Introduction: The drug development cost is increasing and developing a successful drug is estimated to be in the range of billions of dollars. The leading causes for this are due to a general increase in R&D cost as well as a decrease in clinical success rates. In silico methods, such as virtual screenings, have become more prominent within drug discovery as they can early in development identify potential chemical starting points. However, with the massive increase in available compounds and molecular targets in the last decades, these datasets need to be properly filtered to generate good results. Recently, a tool called macHine leArning booSTEd dockiNg (HASTEN) has been implemented in virtual screening campaigns to enhance their effectiveness. By only docking a fraction of dataset, HASTEN can accurately predict docking scores for the remaining compounds, speeding up the screening process. Although HASTEN in its current state can generate good results, the tool is still being improved.

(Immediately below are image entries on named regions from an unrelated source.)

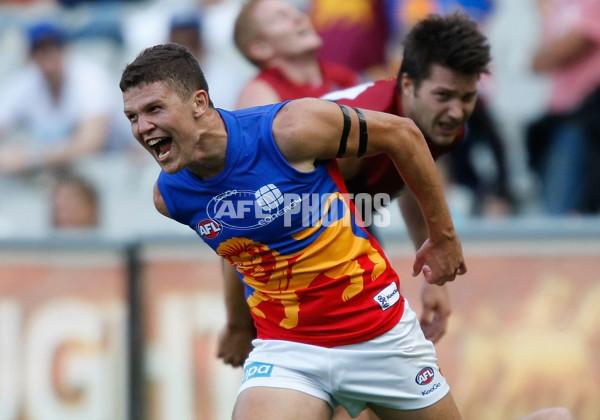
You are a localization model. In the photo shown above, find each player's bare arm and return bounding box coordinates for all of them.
[273,98,466,285]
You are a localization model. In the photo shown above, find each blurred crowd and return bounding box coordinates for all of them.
[0,0,600,238]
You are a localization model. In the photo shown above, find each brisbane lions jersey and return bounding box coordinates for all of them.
[158,104,404,347]
[323,78,464,198]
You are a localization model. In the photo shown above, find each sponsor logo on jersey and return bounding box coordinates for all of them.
[421,382,442,396]
[415,367,435,385]
[243,363,273,382]
[373,282,400,311]
[196,219,223,239]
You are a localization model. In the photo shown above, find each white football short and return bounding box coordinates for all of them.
[238,302,450,417]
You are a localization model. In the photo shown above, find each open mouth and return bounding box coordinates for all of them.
[146,137,173,161]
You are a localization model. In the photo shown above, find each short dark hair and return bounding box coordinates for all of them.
[398,12,491,88]
[119,43,213,107]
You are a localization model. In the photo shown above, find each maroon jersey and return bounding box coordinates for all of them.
[324,78,464,197]
[255,63,359,101]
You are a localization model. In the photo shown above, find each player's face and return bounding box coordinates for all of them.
[123,82,203,173]
[402,64,479,145]
[254,0,322,57]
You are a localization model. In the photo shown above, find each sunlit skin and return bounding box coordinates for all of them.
[254,0,322,59]
[402,64,479,145]
[123,82,227,179]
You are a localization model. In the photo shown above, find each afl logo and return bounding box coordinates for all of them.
[196,219,223,239]
[415,367,434,385]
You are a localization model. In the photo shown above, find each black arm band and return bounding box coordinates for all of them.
[336,105,352,157]
[354,108,369,157]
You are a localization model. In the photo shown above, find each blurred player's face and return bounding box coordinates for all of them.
[402,64,479,145]
[254,0,322,58]
[123,82,208,173]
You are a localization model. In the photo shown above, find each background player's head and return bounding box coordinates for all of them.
[234,0,322,68]
[398,12,491,145]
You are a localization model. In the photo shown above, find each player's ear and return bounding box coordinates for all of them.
[400,73,415,95]
[194,90,210,117]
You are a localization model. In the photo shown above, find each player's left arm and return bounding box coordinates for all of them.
[398,191,452,343]
[273,98,466,284]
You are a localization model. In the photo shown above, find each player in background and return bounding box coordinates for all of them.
[218,13,491,366]
[234,0,359,108]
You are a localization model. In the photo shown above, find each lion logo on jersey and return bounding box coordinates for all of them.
[217,193,387,329]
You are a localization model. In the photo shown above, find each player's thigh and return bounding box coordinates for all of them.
[232,386,332,420]
[332,405,380,420]
[370,393,461,420]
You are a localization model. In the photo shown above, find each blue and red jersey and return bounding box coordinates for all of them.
[158,104,404,347]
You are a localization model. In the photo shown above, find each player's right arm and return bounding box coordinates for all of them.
[273,98,467,285]
[217,260,256,367]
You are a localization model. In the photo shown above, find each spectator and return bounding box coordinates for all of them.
[0,22,118,175]
[528,0,600,215]
[310,0,395,80]
[52,170,100,232]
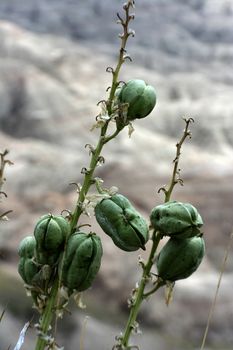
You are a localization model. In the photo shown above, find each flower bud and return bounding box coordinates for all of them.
[34,214,70,265]
[156,237,205,282]
[117,79,156,121]
[95,194,149,251]
[61,232,103,293]
[150,201,203,239]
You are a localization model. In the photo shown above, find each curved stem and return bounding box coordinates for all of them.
[32,0,133,350]
[35,278,59,350]
[121,231,162,349]
[120,118,194,349]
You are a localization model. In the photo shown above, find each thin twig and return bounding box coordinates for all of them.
[200,232,233,350]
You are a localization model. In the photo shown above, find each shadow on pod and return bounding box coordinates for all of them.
[61,232,103,294]
[95,194,149,251]
[156,237,205,282]
[117,79,156,121]
[34,214,70,265]
[150,201,203,239]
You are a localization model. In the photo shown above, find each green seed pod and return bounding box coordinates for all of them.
[18,236,36,258]
[61,232,103,293]
[117,79,156,121]
[156,237,205,282]
[18,236,39,285]
[34,214,70,265]
[18,257,39,285]
[95,194,149,251]
[150,201,203,239]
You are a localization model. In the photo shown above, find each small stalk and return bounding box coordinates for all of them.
[121,231,162,349]
[116,118,193,350]
[35,278,59,350]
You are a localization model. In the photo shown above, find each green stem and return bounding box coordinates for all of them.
[35,278,59,350]
[35,1,133,350]
[121,231,162,349]
[120,118,193,349]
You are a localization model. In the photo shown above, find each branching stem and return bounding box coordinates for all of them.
[118,118,194,350]
[35,0,137,350]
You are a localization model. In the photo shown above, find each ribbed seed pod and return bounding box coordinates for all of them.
[95,194,149,251]
[34,214,70,265]
[61,232,103,293]
[156,237,205,282]
[117,79,156,121]
[18,236,36,258]
[150,201,203,239]
[18,236,39,285]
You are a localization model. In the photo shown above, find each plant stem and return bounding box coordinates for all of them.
[118,118,194,350]
[121,231,163,349]
[35,0,134,350]
[35,278,59,350]
[163,118,194,202]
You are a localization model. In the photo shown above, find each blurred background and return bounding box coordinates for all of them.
[0,0,233,350]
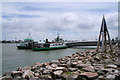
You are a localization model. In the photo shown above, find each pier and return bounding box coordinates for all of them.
[66,41,117,47]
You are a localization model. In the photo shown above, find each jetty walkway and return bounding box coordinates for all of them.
[1,45,120,80]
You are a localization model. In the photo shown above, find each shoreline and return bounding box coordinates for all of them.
[1,46,120,80]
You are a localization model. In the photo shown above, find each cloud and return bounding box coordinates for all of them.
[2,3,118,40]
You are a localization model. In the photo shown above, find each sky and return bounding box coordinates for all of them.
[2,2,118,41]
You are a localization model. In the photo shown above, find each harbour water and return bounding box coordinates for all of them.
[2,43,90,73]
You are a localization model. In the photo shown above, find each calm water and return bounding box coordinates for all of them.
[2,44,85,73]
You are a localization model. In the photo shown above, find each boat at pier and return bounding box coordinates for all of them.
[32,34,67,51]
[17,38,36,49]
[32,43,67,51]
[17,33,38,49]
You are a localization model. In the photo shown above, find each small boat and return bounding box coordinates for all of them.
[32,43,67,51]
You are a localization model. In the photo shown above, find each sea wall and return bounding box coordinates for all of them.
[1,45,120,80]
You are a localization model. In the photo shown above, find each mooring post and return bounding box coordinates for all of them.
[96,15,113,52]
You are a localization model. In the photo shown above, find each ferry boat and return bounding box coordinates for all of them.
[17,33,38,49]
[32,34,67,51]
[32,43,67,51]
[17,38,34,49]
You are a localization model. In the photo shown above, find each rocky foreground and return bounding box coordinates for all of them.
[1,46,120,80]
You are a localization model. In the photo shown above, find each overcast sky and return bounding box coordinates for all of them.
[2,2,118,40]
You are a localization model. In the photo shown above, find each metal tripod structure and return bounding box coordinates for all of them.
[96,15,113,52]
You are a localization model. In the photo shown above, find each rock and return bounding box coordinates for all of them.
[39,75,53,80]
[80,72,98,79]
[71,62,78,68]
[34,73,40,77]
[82,66,95,72]
[58,64,68,68]
[53,70,63,75]
[101,68,114,74]
[55,67,68,72]
[34,62,42,67]
[22,70,34,79]
[106,64,117,69]
[3,72,12,76]
[62,72,78,80]
[106,75,115,80]
[34,70,42,75]
[45,65,52,70]
[68,68,78,72]
[45,62,50,66]
[43,70,52,75]
[77,64,91,68]
[1,76,13,80]
[51,64,58,68]
[17,67,23,71]
[98,76,104,80]
[94,56,101,61]
[23,66,31,70]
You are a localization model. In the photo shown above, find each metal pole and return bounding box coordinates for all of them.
[104,32,107,52]
[107,31,113,52]
[102,32,105,52]
[96,32,101,51]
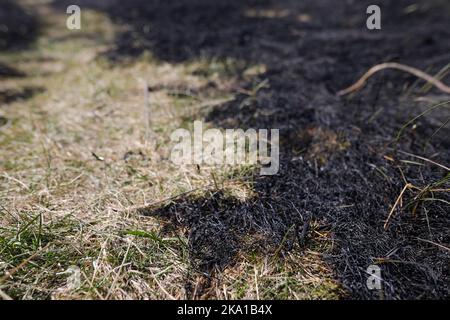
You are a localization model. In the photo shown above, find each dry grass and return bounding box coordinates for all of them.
[0,1,342,299]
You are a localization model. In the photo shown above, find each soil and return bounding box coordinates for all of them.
[4,0,450,299]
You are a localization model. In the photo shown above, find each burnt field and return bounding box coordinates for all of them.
[0,0,450,299]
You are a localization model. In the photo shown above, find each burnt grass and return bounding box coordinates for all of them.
[57,0,450,299]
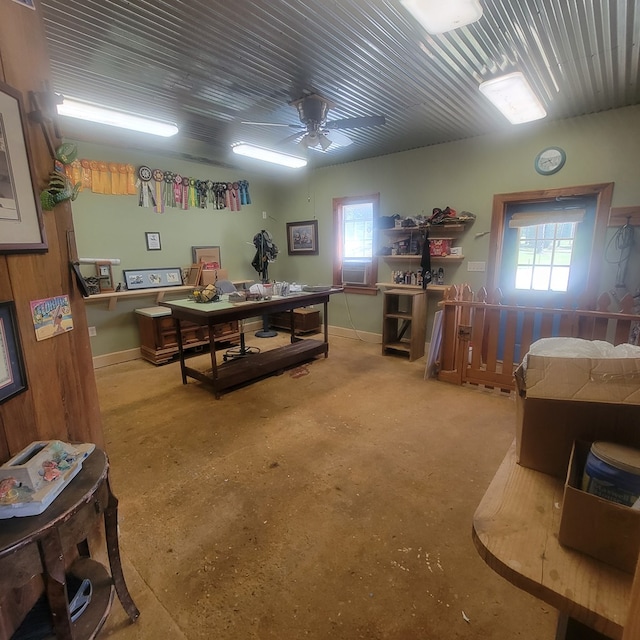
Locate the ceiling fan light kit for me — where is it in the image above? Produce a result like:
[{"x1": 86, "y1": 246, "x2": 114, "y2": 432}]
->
[
  {"x1": 231, "y1": 142, "x2": 307, "y2": 169},
  {"x1": 400, "y1": 0, "x2": 482, "y2": 35},
  {"x1": 57, "y1": 98, "x2": 178, "y2": 138},
  {"x1": 242, "y1": 93, "x2": 386, "y2": 152},
  {"x1": 479, "y1": 71, "x2": 547, "y2": 124}
]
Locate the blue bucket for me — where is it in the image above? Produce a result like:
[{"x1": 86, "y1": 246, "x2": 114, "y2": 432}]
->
[{"x1": 582, "y1": 442, "x2": 640, "y2": 509}]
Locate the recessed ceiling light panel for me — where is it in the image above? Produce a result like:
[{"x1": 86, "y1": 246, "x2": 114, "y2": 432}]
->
[
  {"x1": 231, "y1": 142, "x2": 307, "y2": 169},
  {"x1": 480, "y1": 71, "x2": 547, "y2": 124},
  {"x1": 400, "y1": 0, "x2": 482, "y2": 34}
]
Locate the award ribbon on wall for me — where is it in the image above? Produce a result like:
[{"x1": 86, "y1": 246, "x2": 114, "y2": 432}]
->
[
  {"x1": 152, "y1": 169, "x2": 164, "y2": 213},
  {"x1": 182, "y1": 176, "x2": 189, "y2": 210},
  {"x1": 136, "y1": 165, "x2": 156, "y2": 207}
]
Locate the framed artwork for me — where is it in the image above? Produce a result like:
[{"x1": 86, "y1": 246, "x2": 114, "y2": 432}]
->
[
  {"x1": 0, "y1": 300, "x2": 27, "y2": 403},
  {"x1": 287, "y1": 220, "x2": 318, "y2": 256},
  {"x1": 122, "y1": 267, "x2": 182, "y2": 290},
  {"x1": 29, "y1": 295, "x2": 73, "y2": 342},
  {"x1": 0, "y1": 82, "x2": 47, "y2": 253},
  {"x1": 191, "y1": 247, "x2": 222, "y2": 269},
  {"x1": 184, "y1": 262, "x2": 204, "y2": 287},
  {"x1": 144, "y1": 231, "x2": 162, "y2": 251},
  {"x1": 96, "y1": 262, "x2": 115, "y2": 293}
]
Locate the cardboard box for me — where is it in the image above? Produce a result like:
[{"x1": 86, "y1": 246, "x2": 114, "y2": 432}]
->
[
  {"x1": 200, "y1": 269, "x2": 229, "y2": 287},
  {"x1": 558, "y1": 441, "x2": 640, "y2": 574},
  {"x1": 515, "y1": 355, "x2": 640, "y2": 479},
  {"x1": 429, "y1": 238, "x2": 451, "y2": 256}
]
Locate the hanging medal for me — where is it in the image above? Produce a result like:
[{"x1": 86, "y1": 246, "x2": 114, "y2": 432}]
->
[
  {"x1": 224, "y1": 182, "x2": 233, "y2": 209},
  {"x1": 173, "y1": 173, "x2": 182, "y2": 206},
  {"x1": 136, "y1": 165, "x2": 156, "y2": 207},
  {"x1": 109, "y1": 162, "x2": 120, "y2": 196},
  {"x1": 162, "y1": 171, "x2": 176, "y2": 207},
  {"x1": 182, "y1": 176, "x2": 189, "y2": 209},
  {"x1": 205, "y1": 180, "x2": 216, "y2": 209},
  {"x1": 127, "y1": 164, "x2": 138, "y2": 196},
  {"x1": 229, "y1": 182, "x2": 240, "y2": 211},
  {"x1": 238, "y1": 180, "x2": 251, "y2": 204},
  {"x1": 152, "y1": 169, "x2": 164, "y2": 213},
  {"x1": 98, "y1": 162, "x2": 111, "y2": 195}
]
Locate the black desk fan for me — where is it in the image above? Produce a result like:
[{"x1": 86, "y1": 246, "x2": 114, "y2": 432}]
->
[{"x1": 251, "y1": 229, "x2": 278, "y2": 338}]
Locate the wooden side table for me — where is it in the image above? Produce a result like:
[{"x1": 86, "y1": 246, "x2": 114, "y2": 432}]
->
[
  {"x1": 473, "y1": 443, "x2": 633, "y2": 640},
  {"x1": 0, "y1": 449, "x2": 140, "y2": 640}
]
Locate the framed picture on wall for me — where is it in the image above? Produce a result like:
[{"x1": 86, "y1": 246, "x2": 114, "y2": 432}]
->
[
  {"x1": 191, "y1": 247, "x2": 222, "y2": 269},
  {"x1": 144, "y1": 231, "x2": 162, "y2": 251},
  {"x1": 0, "y1": 82, "x2": 47, "y2": 253},
  {"x1": 287, "y1": 220, "x2": 318, "y2": 256},
  {"x1": 0, "y1": 300, "x2": 27, "y2": 403},
  {"x1": 123, "y1": 267, "x2": 182, "y2": 290}
]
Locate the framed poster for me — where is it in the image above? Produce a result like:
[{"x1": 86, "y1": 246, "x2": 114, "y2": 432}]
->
[
  {"x1": 287, "y1": 220, "x2": 318, "y2": 256},
  {"x1": 122, "y1": 267, "x2": 182, "y2": 290},
  {"x1": 0, "y1": 300, "x2": 27, "y2": 403},
  {"x1": 0, "y1": 82, "x2": 47, "y2": 253},
  {"x1": 144, "y1": 231, "x2": 162, "y2": 251},
  {"x1": 191, "y1": 247, "x2": 222, "y2": 269}
]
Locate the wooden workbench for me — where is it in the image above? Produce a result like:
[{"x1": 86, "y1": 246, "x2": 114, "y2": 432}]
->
[
  {"x1": 160, "y1": 289, "x2": 342, "y2": 398},
  {"x1": 473, "y1": 443, "x2": 633, "y2": 640}
]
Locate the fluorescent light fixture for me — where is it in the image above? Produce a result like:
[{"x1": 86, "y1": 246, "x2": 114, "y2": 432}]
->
[
  {"x1": 480, "y1": 71, "x2": 547, "y2": 124},
  {"x1": 231, "y1": 142, "x2": 307, "y2": 169},
  {"x1": 400, "y1": 0, "x2": 482, "y2": 34},
  {"x1": 58, "y1": 98, "x2": 178, "y2": 138}
]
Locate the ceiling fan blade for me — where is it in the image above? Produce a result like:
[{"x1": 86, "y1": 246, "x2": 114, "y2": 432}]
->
[
  {"x1": 327, "y1": 131, "x2": 353, "y2": 147},
  {"x1": 278, "y1": 131, "x2": 305, "y2": 145},
  {"x1": 325, "y1": 116, "x2": 386, "y2": 129},
  {"x1": 240, "y1": 120, "x2": 304, "y2": 129}
]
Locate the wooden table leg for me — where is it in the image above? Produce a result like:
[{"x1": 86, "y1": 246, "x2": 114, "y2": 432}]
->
[
  {"x1": 173, "y1": 318, "x2": 187, "y2": 384},
  {"x1": 39, "y1": 528, "x2": 73, "y2": 640},
  {"x1": 104, "y1": 478, "x2": 140, "y2": 622}
]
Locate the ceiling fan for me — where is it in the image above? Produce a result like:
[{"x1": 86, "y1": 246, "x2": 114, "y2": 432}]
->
[{"x1": 242, "y1": 93, "x2": 385, "y2": 151}]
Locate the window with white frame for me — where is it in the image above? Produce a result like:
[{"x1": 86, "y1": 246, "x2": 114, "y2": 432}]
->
[
  {"x1": 509, "y1": 210, "x2": 584, "y2": 293},
  {"x1": 333, "y1": 193, "x2": 380, "y2": 293}
]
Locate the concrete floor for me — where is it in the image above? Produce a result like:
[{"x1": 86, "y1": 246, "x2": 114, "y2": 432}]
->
[{"x1": 96, "y1": 334, "x2": 556, "y2": 640}]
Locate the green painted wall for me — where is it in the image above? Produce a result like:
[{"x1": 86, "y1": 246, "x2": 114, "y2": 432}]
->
[
  {"x1": 73, "y1": 106, "x2": 640, "y2": 355},
  {"x1": 275, "y1": 107, "x2": 640, "y2": 333},
  {"x1": 72, "y1": 142, "x2": 275, "y2": 356}
]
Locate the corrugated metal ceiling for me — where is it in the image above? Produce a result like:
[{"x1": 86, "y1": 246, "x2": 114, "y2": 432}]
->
[{"x1": 41, "y1": 0, "x2": 640, "y2": 166}]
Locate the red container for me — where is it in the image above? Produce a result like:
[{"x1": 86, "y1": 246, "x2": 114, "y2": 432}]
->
[{"x1": 429, "y1": 238, "x2": 451, "y2": 256}]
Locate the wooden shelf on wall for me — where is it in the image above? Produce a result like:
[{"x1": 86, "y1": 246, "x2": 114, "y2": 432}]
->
[
  {"x1": 378, "y1": 254, "x2": 464, "y2": 262},
  {"x1": 84, "y1": 280, "x2": 253, "y2": 311}
]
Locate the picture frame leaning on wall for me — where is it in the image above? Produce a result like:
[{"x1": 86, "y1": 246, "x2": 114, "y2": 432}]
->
[
  {"x1": 0, "y1": 300, "x2": 27, "y2": 404},
  {"x1": 0, "y1": 82, "x2": 48, "y2": 253}
]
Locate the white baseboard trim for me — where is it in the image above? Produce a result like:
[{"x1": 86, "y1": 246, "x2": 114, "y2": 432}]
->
[
  {"x1": 93, "y1": 347, "x2": 142, "y2": 369},
  {"x1": 329, "y1": 325, "x2": 382, "y2": 344}
]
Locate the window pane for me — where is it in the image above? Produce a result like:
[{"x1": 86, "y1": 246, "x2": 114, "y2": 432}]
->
[
  {"x1": 549, "y1": 267, "x2": 569, "y2": 292},
  {"x1": 343, "y1": 202, "x2": 373, "y2": 260},
  {"x1": 516, "y1": 222, "x2": 576, "y2": 291},
  {"x1": 516, "y1": 267, "x2": 533, "y2": 290},
  {"x1": 531, "y1": 267, "x2": 551, "y2": 291}
]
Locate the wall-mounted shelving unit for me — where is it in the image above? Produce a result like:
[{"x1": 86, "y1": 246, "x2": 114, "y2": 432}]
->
[{"x1": 378, "y1": 220, "x2": 469, "y2": 293}]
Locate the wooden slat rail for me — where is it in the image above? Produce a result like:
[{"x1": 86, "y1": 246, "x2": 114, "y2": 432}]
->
[{"x1": 438, "y1": 285, "x2": 640, "y2": 391}]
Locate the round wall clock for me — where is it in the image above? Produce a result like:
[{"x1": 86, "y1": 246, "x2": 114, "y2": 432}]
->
[{"x1": 534, "y1": 147, "x2": 567, "y2": 176}]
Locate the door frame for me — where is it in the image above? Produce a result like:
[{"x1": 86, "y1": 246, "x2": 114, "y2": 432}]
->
[{"x1": 487, "y1": 182, "x2": 614, "y2": 300}]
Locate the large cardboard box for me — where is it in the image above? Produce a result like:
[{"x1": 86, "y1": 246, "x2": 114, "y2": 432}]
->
[
  {"x1": 558, "y1": 441, "x2": 640, "y2": 574},
  {"x1": 515, "y1": 355, "x2": 640, "y2": 479}
]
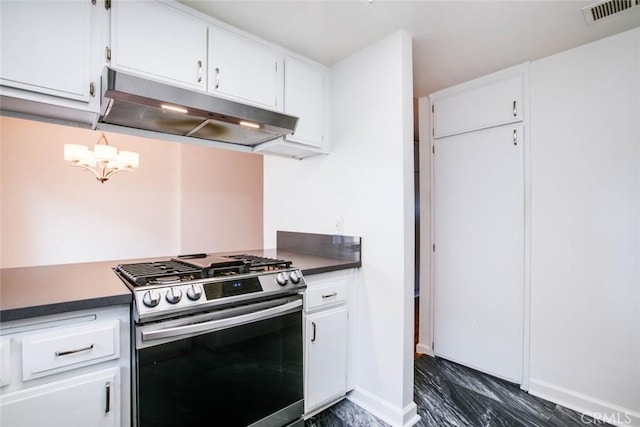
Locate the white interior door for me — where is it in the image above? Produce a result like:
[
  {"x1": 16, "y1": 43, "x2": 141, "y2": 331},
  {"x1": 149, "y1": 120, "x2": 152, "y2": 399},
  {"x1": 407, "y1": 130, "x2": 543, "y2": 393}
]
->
[{"x1": 434, "y1": 124, "x2": 524, "y2": 383}]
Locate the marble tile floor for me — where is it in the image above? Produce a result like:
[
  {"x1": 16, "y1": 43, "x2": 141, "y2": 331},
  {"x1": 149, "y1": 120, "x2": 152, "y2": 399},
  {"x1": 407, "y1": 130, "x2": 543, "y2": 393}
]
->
[{"x1": 305, "y1": 356, "x2": 608, "y2": 427}]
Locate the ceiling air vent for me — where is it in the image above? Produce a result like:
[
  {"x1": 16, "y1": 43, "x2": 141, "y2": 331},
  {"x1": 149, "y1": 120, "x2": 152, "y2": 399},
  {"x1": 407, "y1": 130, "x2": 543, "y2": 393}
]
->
[{"x1": 582, "y1": 0, "x2": 640, "y2": 25}]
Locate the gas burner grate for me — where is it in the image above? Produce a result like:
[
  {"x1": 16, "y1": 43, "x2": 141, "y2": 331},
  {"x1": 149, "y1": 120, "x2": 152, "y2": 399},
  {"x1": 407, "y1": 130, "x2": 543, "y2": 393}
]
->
[{"x1": 116, "y1": 260, "x2": 202, "y2": 286}]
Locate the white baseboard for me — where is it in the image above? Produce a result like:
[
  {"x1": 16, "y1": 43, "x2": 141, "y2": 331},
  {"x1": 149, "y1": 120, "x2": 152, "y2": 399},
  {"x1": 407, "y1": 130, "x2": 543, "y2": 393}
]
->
[
  {"x1": 529, "y1": 378, "x2": 640, "y2": 427},
  {"x1": 347, "y1": 387, "x2": 420, "y2": 427},
  {"x1": 416, "y1": 343, "x2": 436, "y2": 356}
]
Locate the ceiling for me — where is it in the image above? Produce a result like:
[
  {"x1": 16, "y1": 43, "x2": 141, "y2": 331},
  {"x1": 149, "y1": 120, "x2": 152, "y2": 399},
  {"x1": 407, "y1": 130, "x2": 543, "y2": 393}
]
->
[{"x1": 180, "y1": 0, "x2": 640, "y2": 97}]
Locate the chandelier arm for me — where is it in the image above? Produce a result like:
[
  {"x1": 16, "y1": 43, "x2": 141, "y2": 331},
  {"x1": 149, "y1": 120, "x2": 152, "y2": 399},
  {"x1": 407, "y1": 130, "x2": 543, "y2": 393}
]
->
[{"x1": 71, "y1": 163, "x2": 100, "y2": 180}]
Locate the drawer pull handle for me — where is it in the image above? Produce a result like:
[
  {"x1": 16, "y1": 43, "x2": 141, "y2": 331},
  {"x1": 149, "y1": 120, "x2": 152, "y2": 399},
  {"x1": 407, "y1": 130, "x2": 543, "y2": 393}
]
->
[
  {"x1": 104, "y1": 381, "x2": 111, "y2": 413},
  {"x1": 56, "y1": 344, "x2": 93, "y2": 357}
]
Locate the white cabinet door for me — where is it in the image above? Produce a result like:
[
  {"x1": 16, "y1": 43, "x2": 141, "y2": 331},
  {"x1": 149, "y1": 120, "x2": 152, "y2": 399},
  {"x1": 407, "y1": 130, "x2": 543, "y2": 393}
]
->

Aim: The aim of this study is to find optimizations in the HASTEN protocol to better predict top scoring compounds by investigating HASTEN’s performance on three antibiotic targets.
Methods: Baseline performance was generated by training models using the default HASTEN settings, where recall was used as the primary evaluation metric. New models were trained by systematically changing settings to improve HASTEN’s performance. Various settings were investigated, including the number of iterations, different datasets variants, training set size, additional feature generators, hyperparameter optimization, activation methods and optimizers.
Results: Many investigated settings failed to improve performance, while some even decreased performance. The biggest increase in model performance was seen in models trained with additional Morgan fingerprints, which improved recall by 20% across all targets. The addition of Morgan fingerprints made the models less stable but could be stabilized with the addition of hyperparameters.
Conclusions: In this study we found optimizations that could enhance the performance of HASTEN screenings as well as settings to avoid. Mainly, the addition of Morgan fingerprint features improved recall values the most, in conjunction with hyperparameters it created a stable and reliable model. Potential areas that could further improve HASTEN performance include investigation of larger datasets, systematic selection of initial training compounds, cross-fold validation and ensembles.